Supported Model Types¶
Backend.AI GO supports multiple diffusion model architectures through stable-diffusion.cpp:
| Model Type | Description | Typical Size |
|---|---|---|
| SD 1.x | Original Stable Diffusion (1.4, 1.5) | ~2-4 GB |
| SD 2.x | Stable Diffusion 2.0, 2.1 | ~4-5 GB |
| SDXL | Stable Diffusion XL | ~6-7 GB |
| SD3 | Stable Diffusion 3 / 3.5 (multi-file: CLIP-L + CLIP-G + T5-XXL) | ~10+ GB |
| Flux | Black Forest Labs Flux architecture (multi-file: VAE + CLIP-L + T5-XXL) | ~12+ GB |
| Chroma | Flux-derived architecture (multi-file: VAE + T5-XXL) | ~10+ GB |
| Qwen-Image | Alibaba's Qwen image generation (multi-file: VAE + Qwen2.5-VL encoder) | Varies |
| Z-Image | Z-Image / Z-Image Turbo (multi-file: VAE + Qwen3-4B encoder) | ~5+ GB |
Role in Backend.AI GO¶
Integration¶
Backend.AI GO bundles the sd-server binary as a sidecar process. When you load a diffusion model:
-
The app spawns
sd-serveras a dedicated background process. -
It provides an OpenAI-compatible
/v1/images/generationsAPI endpoint. -
Multiple diffusion models can be loaded simultaneously (pool management with LRU eviction).
-
The process is fully managed with health checks and automatic cleanup.
Port Management¶
The sd-server pool uses ports 39100-39119, separate from the llama-server pool. This allows running both text generation and image generation simultaneously without port conflicts.
Key Settings¶
When configuring image generation in Backend.AI GO:
-
GPU Layers: Controls how many layers are offloaded to GPU. Use
-1to offload everything for maximum speed. -
Threads: Number of CPU threads to use. Auto-detected if not specified.
-
CFG Scale: Classifier-Free Guidance scale (typically 7.0-8.0). Higher values follow the prompt more closely.
-
Sampling Steps: More steps generally mean higher quality but slower generation. 20-30 is a good balance.
-
Sampler: The sampling algorithm (euler, eulera, dpm++2m, etc.).
euler_ais a good default.
Supported Formats¶
Backend.AI GO accepts diffusion models in the following formats:
-
.safetensors: The recommended format. Safe, fast to load, and widely supported. -
.ckpt: Legacy checkpoint format. Works but safetensors is preferred. -
.gguf: Quantized format for reduced memory usage.
Model Components¶
Multi-file models (SD3, Flux, Chroma, Qwen-Image, Z-Image) load a main diffusion model plus one or more companion files:
-
VAE: Variational Auto-Encoder for image encoding/decoding (Flux, Chroma, Qwen-Image, Z-Image).
-
CLIP-L: CLIP text encoder (SDXL, SD3, Flux).
-
CLIP-G: Second CLIP text encoder (SDXL, SD3).
-
T5-XXL: T5 text encoder (SD3, Flux, Chroma).
-
LLM: An LLM text encoder — Qwen2.5-VL for Qwen-Image, Qwen3-4B for Z-Image.

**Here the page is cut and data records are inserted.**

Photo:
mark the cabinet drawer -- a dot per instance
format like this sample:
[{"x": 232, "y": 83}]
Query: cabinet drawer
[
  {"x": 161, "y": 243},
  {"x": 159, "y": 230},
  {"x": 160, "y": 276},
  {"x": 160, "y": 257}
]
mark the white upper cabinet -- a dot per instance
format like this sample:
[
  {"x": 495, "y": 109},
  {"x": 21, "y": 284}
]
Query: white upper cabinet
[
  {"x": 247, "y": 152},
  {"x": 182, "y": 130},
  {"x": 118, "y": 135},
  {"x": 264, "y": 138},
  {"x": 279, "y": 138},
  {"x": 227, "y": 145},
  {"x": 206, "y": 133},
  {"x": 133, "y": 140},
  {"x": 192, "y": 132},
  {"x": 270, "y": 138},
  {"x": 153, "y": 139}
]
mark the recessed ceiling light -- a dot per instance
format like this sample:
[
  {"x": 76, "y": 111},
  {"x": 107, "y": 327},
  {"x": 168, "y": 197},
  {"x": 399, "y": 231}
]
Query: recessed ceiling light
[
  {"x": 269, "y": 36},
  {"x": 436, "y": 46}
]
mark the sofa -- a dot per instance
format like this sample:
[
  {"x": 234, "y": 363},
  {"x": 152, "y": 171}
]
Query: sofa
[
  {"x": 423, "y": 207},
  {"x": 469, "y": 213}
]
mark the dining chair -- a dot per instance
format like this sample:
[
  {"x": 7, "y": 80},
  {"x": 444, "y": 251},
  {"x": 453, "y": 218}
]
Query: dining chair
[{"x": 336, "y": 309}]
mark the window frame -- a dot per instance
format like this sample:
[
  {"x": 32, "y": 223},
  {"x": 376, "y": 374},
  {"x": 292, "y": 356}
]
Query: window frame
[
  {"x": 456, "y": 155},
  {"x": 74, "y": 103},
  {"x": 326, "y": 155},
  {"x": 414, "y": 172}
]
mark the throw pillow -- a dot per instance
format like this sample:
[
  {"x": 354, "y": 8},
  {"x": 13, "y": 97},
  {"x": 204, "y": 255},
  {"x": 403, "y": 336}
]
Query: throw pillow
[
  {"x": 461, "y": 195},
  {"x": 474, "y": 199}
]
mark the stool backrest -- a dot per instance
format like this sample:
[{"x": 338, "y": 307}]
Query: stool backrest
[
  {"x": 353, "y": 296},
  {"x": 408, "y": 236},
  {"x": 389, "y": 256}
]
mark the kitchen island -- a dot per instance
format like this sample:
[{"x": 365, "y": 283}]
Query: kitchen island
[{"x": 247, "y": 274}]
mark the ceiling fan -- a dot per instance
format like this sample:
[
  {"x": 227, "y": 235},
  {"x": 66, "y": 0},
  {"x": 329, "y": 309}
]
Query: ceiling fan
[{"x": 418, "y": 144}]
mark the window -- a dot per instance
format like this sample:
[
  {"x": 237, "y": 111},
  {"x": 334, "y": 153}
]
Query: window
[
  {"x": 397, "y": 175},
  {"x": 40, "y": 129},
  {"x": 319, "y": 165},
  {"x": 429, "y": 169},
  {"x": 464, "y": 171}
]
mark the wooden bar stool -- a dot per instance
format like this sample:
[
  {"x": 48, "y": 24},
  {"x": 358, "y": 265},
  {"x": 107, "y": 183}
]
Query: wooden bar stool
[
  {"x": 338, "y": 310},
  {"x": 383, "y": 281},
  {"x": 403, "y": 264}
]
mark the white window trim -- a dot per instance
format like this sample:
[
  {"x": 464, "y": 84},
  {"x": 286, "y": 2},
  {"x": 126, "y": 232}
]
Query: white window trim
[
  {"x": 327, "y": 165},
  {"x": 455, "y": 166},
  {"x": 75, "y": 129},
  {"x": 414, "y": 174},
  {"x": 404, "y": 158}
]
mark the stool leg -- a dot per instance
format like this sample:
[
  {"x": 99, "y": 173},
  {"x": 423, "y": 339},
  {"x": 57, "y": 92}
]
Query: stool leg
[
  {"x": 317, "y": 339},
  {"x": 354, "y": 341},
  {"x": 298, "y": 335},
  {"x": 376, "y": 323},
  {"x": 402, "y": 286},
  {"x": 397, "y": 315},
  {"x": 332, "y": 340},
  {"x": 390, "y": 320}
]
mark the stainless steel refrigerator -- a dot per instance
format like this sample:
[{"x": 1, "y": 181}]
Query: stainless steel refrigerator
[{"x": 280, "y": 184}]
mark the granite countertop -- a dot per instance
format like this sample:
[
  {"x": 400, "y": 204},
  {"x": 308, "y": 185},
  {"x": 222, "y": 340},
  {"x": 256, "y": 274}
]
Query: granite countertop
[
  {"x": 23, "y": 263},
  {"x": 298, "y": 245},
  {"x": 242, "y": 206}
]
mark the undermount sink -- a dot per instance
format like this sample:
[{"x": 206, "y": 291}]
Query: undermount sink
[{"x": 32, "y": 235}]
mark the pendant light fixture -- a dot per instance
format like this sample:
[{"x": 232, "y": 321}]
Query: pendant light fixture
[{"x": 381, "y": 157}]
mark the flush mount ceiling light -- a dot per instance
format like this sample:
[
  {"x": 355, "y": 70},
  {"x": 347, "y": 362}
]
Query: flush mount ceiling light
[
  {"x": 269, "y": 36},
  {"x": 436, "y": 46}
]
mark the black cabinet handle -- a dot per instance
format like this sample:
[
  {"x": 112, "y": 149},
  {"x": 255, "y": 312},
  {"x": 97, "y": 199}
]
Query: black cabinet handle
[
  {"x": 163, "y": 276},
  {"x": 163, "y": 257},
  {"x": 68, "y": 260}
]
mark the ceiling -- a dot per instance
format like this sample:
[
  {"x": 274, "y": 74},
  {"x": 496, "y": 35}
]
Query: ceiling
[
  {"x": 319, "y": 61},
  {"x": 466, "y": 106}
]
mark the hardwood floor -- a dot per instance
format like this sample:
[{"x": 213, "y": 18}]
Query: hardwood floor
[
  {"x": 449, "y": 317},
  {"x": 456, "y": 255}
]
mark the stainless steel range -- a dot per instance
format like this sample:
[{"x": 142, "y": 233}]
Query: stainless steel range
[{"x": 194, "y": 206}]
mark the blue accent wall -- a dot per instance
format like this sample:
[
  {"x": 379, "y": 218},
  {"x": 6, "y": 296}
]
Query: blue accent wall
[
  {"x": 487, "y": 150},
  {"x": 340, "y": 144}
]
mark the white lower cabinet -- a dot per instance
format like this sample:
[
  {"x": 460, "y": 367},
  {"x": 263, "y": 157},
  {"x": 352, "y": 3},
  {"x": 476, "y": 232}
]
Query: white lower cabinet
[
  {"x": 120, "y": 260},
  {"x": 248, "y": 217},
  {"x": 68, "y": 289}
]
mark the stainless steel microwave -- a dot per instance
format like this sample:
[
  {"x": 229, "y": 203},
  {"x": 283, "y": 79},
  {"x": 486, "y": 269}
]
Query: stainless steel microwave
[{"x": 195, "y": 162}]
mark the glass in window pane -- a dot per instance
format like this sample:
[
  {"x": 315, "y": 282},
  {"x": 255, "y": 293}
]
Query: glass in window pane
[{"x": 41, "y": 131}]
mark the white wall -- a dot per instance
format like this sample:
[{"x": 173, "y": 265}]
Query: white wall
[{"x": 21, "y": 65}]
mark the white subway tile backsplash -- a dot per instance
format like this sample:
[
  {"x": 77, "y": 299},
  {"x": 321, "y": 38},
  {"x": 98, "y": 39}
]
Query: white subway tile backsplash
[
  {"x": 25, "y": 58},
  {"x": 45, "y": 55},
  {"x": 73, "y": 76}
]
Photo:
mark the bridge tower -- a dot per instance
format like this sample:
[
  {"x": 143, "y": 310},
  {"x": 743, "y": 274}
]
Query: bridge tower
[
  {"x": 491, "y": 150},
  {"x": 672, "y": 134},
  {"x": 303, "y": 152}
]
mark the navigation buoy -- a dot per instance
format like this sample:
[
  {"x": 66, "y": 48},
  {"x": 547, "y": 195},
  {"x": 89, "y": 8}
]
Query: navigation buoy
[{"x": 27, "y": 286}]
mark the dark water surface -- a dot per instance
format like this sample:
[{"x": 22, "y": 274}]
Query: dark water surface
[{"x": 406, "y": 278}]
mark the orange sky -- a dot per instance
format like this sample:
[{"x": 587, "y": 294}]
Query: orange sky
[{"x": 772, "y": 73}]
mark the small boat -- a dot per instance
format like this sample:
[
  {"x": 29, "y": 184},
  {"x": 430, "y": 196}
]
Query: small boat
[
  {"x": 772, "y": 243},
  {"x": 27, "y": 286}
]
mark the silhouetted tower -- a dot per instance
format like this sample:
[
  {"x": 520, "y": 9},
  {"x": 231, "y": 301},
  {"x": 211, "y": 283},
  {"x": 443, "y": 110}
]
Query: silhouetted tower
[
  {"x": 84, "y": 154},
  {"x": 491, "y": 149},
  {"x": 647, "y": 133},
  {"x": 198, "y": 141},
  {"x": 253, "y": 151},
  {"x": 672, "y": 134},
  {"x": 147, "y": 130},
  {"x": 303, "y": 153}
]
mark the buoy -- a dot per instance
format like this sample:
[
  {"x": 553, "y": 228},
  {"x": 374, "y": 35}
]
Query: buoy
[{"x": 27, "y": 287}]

In the model's Components tab, Backend.AI GO shows the companion files each multi-file model requires, downloads any that are missing with one click, and validates that all required files are present before the model can load.
Shared companion store¶
Companion files are kept in a single shared store and are downloaded once, then reused across every model that needs them. For example, the VAE, CLIP-L, and T5-XXL encoders are shared across Flux, Chroma, and SD3 — once you download t5xxl_fp16.safetensors for one model, every other model that needs it reuses the same file instead of re-downloading. You can also point a model at a manually-placed companion file sitting next to it on disk.
Backend.AI GO enables local image generation through the innovative work of leejet and the stable-diffusion.cpp community.